Resurrection plants: The drought-resistant 'zombie plants' that come back from the dead
To protect crops from rising droughts, scientists are looking to the genes of a small group of plants that can survive months of drought then regreen within hours.
It was as a child growing up in South Africa in the 1970s that Jill Farrant first noticed several plants around her apparently coming back from the dead.
These plants, she later learned, can survive six months or more without water. Their leaves turn brown and brittle to the touch but, given water, they will regreen within hours. Within a day, they've returned to their former self and can continue to photosynthesise.
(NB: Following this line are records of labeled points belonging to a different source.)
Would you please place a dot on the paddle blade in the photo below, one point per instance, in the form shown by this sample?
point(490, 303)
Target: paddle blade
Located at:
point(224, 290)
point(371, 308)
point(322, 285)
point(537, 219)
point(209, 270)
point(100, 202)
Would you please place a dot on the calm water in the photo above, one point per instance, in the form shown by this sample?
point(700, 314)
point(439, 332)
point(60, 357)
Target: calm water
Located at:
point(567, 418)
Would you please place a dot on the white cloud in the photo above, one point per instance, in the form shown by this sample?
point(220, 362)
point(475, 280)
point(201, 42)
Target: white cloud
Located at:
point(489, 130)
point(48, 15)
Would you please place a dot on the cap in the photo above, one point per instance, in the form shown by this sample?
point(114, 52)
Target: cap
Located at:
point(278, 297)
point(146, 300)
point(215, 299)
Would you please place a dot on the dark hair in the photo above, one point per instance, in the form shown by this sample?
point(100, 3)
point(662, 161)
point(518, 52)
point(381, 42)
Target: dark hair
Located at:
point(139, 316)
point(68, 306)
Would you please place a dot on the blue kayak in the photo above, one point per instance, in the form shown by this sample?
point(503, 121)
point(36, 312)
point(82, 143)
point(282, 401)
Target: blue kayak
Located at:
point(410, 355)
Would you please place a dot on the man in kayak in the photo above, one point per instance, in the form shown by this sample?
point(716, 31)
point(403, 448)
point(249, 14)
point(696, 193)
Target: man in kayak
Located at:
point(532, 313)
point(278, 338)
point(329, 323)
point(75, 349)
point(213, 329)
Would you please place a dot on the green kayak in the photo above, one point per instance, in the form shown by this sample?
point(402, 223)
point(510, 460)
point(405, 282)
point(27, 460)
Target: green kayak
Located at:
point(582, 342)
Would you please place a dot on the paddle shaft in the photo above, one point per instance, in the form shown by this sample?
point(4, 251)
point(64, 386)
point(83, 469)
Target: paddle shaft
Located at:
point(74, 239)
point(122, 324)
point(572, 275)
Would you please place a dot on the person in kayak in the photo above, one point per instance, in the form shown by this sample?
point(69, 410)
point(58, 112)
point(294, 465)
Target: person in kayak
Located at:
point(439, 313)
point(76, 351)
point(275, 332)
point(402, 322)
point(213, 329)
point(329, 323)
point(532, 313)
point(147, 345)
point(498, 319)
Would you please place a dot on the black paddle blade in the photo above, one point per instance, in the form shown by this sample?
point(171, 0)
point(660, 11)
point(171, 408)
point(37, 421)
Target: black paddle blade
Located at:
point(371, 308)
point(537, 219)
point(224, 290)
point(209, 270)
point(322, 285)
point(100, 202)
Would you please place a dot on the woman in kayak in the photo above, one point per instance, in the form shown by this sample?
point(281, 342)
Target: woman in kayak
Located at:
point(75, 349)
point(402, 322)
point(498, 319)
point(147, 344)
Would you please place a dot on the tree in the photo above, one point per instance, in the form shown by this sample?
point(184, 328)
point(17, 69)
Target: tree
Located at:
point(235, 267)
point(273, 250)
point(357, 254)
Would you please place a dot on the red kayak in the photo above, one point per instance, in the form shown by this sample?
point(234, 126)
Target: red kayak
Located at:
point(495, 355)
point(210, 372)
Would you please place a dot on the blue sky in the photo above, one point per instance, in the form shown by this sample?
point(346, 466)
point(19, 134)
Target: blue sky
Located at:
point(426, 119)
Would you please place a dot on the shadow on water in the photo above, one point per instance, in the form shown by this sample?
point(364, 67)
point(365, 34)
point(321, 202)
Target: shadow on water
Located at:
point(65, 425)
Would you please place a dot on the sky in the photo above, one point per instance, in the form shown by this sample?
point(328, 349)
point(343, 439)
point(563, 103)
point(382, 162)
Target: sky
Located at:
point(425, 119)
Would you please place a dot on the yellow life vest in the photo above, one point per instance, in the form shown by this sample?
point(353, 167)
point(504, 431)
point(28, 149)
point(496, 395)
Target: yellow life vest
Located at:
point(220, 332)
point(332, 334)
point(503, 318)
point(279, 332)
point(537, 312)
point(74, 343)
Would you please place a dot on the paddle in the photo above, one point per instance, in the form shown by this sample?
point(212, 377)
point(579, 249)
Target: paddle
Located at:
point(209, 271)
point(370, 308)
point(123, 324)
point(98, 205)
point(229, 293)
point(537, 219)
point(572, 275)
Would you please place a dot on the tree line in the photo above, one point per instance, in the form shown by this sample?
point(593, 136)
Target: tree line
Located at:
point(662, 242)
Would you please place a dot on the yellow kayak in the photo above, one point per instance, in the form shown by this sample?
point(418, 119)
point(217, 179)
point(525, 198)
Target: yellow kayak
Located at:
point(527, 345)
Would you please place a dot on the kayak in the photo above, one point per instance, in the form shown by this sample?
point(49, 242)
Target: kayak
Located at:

While such a Lazarus-like ability is common among mosses, ferns and other non-flowering plants, these "resurrection plants" belonged to the angiosperms, or flowering plants, the group that includes every blossoming tree and fruit-bearing, seed-carrying crop. But out of the 352,000 known species of flowering plants only 240 are resurrection plants. Scattered across this branch of the tree of life, they are often unrelated, each having independently evolved the ability to live without water. Primarily found growing on the rocky slopes or gravelly soils of South Africa, Australia and South America, the tactics used for this zombie-like trick are surprisingly similar – almost as if an ancestral toolkit can be retrieved from deep inside their DNA to deal with the problem of drought.
Farrant, now a professor of desiccation tolerance at the University of Cape Town, has been studying these unusual plants for over three decades. Along with several other researchers, she believes the drought-resistant powers found in their genes may be key to adapting agriculture to a future of climate change.